How does Fry achieve this end? He does so by weaving a complex yet engaging and highly readable narrative thread. The text itself is divided into a number of sections. The first chapter lays out the trajectory of the book. Chapters 2-6 lay out the patterns of the potential for peace and significant ethnographic information demonstrating multiple societies’ processes for negotiating and engaging in peaceful community relations. Chapters 7 and 8 tackle Hobbesian mythos and reveal the underlying importance of social structures. In chapters 9 through 11 preconceptions and misconception about creating our past and “inner-selves” are debunked, and chapters 12-14 provide explicit ethnonological data to counter the series of assumptions underpinning popular (and many academic) notions about human social systems and their tendency for aggression and war.

Turning to a famous locale for these debates, chapter 15 provides a mature review of the Yanomamo Unokais and the aggression and sex hypothesis. Chapter 16 reviews a set of case studies on conflict management systems in five culture groups in the context of the preceding chapters. In chapters 17 and 18 Fry removes interpersonal aggressing from warfare and presents an alternative to the classic adaptive aggression hypothesis. Finally, the last chapters (19 and 20) review the themes of the book and present a hopeful and resiliently idealistic prospectus for our future: that we, as peace making primates, move forward towards the abolishing of war.

Backing up each of these chapters are substantial footnotes (51 pages for 264 pages of text!) and an in-depth reference section. Fry also provides organizations to contact for engaging this potential for peace. As a biological anthropologist I can find details in the sections on evolutionary models to quibble with. I would have enjoyed an expanded section reviewing the aggression hypotheses using primatological and fossil data sets and would differ on some of the relatively linear adaptationist models that Fry advocates, for example. As a general anthropologist I can complain that despite the multiple chapters and societies covered, there was not enough ethnographic data to address all of my inquiries into the diversity of social systems in humans.

However, these are minor points that, if included, would render the book less accessible to a popular audience and thus dull its potential impact across the board. It is this across the board impact that makes Douglas Fry’s book most relevant. For those researchers, like myself, who want more, this text acts to stimulate and engage, driving us to take up themes and debates presented by Fry and evaluate them further. This is the kind of inspiration most authors aspire to.

In an epoch when evolutionary psychologists, popular geographers, and television spin doctors control the public discourse on basal humanity, it is high time that anthropologists come to the fore. Fry does that with this text. Whether you agree in total, in part, or even just a bit with his conclusions, he presents a voice to be reckoned with. A voice that actively counters the chorus of aggression and warfare as the base nature of humanity.

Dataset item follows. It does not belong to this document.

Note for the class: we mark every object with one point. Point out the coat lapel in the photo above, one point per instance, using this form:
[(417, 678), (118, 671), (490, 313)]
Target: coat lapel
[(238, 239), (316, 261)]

Douglas Fry demonstrates that we do have a potential for peace and that a robust body of data support this assertion. He suggests that we must create a public voice for this discussion, bypassing the either/or arguments and engaging human complexity in a holistic manner. We can, and should, reach beyond simple discussion of peace and strive to reach our potential as human beings. Douglas Fry makes a major contribution to this effort, one that deserves to be read not just by practitioners, not just in classes, but by the public as well.